A festa chega com um ano de atraso do 50º aniversário do lançamento de À Meia-Noite Levarei Sua Alma (1964), provavelmente uma das obras mais importantes da história do cinema brasileiro. Feito basicamente sem dinheiro, mas muita força de vontade, a produção se tornou um marco cultural por ser a primeira fita deliberadamente dedicada ao horror no país.
O pioneirismo era consciente. Mojica tinha confiança que a narrativa sobre um sanguinário coveiro com vestes de um conde britânico do século 19 e obsessão por uma mulher que lhe desse um herdeiro seria um sucesso. Vendeu as próprias roupas para bancar o projeto. No limite do endividamento, passou os direitos de distribuição para outros.

A obra foi um baita sucesso. O cineasta, que não ganhou nada das bilheterias, imprimiu ali as sementes do que se tornaria um fênomeno da nossa cultura popular do século passado. Zé do Caixão virou franquia. Programas de televisão, jingles carnavalescos, histórias em quadrinhos e até produtos de beleza usaram o personagem como marca.
A exposição midiática excessiva fez com que o público esquecesse o quanto Esta Noite Encarnarei no Teu Cadáver (1967), O Estranho Mundo de Zé do Caixão (1968) e O Ritual dos Sádicos (1970) eram pesados enquanto títulos de horror. Doentios, diriam alguns críticos norte-americanos. Quem olha só para a obra não imagina que as pessoas possam rir de Zé do Caixão. O personagem é cruel, impiedoso, machista e ateu. Zomba de fiéis cristãos em procissão de Sexta-Feira Santa. Questiona o poder divino. Desafia tradições. O sadismo do coveiro é tão profano que vira uma força de influência negativa, capaz de gerar pesadelos e enlouquecer.
Quem olha só para a obra de Mojica dificilmente acha o personagem Zé do Caixão engraçado. Os críticos americanos veneram o modo como o personagem representa a violência.
O mais impressionante é que o que se vê nos filmes de Mojica são enquadramentos instintivos de um sujeito que aprendeu a filmar dentro de uma sala de exibição. Os bastidores das produções são folclóricos. Para fazer um fantasma brilhar em À Meia-Noite Levarei Sua Alma, o cineasta colou purpurina frame a frame no negativo. No estúdio, uma densa floresta virava árvores roubadas em um fundo preto. Sem dinheiro para hotel, os atores se revezavam para dormir nos caixões.
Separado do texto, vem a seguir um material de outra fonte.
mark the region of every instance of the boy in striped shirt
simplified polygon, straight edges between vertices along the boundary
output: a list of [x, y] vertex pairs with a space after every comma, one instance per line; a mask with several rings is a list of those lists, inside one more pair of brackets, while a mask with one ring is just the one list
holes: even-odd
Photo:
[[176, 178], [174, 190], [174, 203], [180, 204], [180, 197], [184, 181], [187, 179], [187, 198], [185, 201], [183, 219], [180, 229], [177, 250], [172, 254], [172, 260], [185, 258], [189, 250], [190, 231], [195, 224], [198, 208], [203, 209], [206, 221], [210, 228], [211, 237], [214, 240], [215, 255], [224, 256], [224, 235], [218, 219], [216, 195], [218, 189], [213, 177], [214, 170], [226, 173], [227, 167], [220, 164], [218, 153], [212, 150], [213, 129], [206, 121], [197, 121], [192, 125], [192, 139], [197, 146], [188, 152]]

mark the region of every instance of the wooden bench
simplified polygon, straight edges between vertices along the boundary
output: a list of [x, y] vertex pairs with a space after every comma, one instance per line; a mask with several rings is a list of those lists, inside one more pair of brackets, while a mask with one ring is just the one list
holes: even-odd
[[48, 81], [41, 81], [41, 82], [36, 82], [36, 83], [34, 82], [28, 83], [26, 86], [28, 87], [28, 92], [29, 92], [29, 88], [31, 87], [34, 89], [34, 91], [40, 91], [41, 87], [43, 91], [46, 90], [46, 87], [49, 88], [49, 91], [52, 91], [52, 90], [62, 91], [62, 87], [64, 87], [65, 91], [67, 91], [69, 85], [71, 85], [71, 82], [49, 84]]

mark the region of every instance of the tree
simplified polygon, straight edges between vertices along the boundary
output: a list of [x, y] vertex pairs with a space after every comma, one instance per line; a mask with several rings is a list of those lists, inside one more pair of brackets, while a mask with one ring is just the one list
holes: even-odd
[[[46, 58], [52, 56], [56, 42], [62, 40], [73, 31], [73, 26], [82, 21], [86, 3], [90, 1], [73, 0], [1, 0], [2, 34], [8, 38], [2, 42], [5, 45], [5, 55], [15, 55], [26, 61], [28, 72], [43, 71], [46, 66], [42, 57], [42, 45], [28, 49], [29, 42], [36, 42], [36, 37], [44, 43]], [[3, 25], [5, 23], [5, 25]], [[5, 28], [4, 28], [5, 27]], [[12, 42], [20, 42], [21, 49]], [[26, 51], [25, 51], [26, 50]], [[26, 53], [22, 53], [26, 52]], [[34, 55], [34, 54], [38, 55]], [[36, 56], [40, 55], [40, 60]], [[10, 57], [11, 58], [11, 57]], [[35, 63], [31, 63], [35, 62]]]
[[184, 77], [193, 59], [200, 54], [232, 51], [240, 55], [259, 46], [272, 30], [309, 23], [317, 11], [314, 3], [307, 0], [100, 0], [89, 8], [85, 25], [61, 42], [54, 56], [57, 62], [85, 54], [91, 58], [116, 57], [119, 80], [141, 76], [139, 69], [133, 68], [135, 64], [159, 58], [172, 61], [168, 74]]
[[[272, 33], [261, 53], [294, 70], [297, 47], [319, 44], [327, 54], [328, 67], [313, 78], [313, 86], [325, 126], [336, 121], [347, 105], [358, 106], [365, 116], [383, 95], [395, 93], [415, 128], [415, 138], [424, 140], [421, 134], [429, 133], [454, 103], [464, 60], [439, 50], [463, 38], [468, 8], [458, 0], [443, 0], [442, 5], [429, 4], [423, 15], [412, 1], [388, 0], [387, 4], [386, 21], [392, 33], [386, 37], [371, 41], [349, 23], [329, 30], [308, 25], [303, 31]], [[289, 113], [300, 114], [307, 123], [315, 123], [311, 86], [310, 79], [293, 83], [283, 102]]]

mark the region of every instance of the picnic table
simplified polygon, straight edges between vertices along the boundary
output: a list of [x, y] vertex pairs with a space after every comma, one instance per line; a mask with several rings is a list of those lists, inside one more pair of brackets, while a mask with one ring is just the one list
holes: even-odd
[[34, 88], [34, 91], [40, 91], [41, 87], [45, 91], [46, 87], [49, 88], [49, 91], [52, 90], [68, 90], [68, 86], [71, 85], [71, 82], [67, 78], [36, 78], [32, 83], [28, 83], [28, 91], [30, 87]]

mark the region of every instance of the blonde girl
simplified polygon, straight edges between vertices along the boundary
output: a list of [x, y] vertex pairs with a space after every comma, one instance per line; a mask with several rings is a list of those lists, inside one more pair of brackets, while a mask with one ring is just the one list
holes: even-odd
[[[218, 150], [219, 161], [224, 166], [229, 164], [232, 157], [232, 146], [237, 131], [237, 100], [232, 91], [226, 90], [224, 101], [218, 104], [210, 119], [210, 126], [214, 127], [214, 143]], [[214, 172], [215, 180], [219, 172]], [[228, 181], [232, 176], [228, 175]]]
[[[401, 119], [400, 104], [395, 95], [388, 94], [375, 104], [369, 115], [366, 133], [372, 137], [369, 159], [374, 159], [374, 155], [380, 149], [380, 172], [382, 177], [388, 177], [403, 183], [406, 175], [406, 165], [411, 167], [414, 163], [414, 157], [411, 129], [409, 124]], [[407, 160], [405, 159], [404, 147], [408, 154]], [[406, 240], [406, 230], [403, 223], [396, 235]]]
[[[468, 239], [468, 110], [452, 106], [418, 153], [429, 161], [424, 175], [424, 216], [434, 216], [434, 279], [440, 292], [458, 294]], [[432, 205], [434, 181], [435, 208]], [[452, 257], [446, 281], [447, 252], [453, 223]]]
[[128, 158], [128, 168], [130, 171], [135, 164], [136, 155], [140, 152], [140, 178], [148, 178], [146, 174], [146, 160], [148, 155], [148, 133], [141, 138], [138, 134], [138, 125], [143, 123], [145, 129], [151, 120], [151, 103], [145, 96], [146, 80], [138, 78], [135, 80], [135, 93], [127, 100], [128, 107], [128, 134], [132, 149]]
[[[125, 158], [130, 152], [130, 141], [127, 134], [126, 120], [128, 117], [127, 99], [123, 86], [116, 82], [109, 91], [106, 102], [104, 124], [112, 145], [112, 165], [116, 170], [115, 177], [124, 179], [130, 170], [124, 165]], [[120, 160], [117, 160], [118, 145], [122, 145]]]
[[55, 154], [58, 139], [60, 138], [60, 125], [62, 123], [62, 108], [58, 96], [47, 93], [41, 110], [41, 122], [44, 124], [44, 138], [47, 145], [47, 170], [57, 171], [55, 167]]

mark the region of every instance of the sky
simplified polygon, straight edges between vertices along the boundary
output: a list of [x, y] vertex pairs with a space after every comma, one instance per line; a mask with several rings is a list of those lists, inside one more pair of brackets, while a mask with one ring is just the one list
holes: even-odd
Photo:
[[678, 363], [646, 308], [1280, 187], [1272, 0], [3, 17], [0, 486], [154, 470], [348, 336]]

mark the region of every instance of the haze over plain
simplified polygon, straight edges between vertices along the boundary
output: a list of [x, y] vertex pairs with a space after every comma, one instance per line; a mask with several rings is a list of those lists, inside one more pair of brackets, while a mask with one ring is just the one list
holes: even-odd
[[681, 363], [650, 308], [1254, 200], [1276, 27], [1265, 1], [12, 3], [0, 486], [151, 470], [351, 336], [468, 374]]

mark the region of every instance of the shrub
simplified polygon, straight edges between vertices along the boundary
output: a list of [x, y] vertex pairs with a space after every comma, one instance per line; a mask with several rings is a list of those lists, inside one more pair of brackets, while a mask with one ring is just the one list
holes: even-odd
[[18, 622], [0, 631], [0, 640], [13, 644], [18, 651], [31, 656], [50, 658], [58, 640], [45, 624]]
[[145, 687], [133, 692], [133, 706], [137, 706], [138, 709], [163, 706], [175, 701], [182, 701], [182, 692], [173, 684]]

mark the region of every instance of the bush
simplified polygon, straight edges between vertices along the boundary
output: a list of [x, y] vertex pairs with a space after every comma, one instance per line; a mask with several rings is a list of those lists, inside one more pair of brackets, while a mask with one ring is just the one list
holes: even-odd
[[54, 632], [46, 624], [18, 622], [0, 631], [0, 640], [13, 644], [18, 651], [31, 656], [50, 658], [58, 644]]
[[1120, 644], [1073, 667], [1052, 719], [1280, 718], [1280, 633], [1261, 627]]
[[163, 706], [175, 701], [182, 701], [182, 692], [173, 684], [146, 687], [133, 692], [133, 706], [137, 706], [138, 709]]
Os pesquisadores do horror no cinema nacional costumam traçar a história do gênero no país a partir da estreia do filme de 1964. Antes disso, as produções apresentavam temas sobrenaturais que lidavam com a morte de forma tímida. Depois, vampiros, fantasmas, monstros e assassinos se tornaram personagens frequentes na nossa filmografia.
Em Encarnação do Demônio (2008), última aparição de Zé do Caixão nas telonas, o coveiro finalmente consegue engravidar mulheres dignas de seu sangue. É curioso que, após essa despedida, o horror brasileiro ressurgiu com nomes como Rodrigo Aragão, Joel Caetano, Paulo Biscaia Filho, Kapel Furman, Armando Fonseca e Raphael Borghi, entre inúmeros outros. É como se todos fossem herdeiros de seu legado.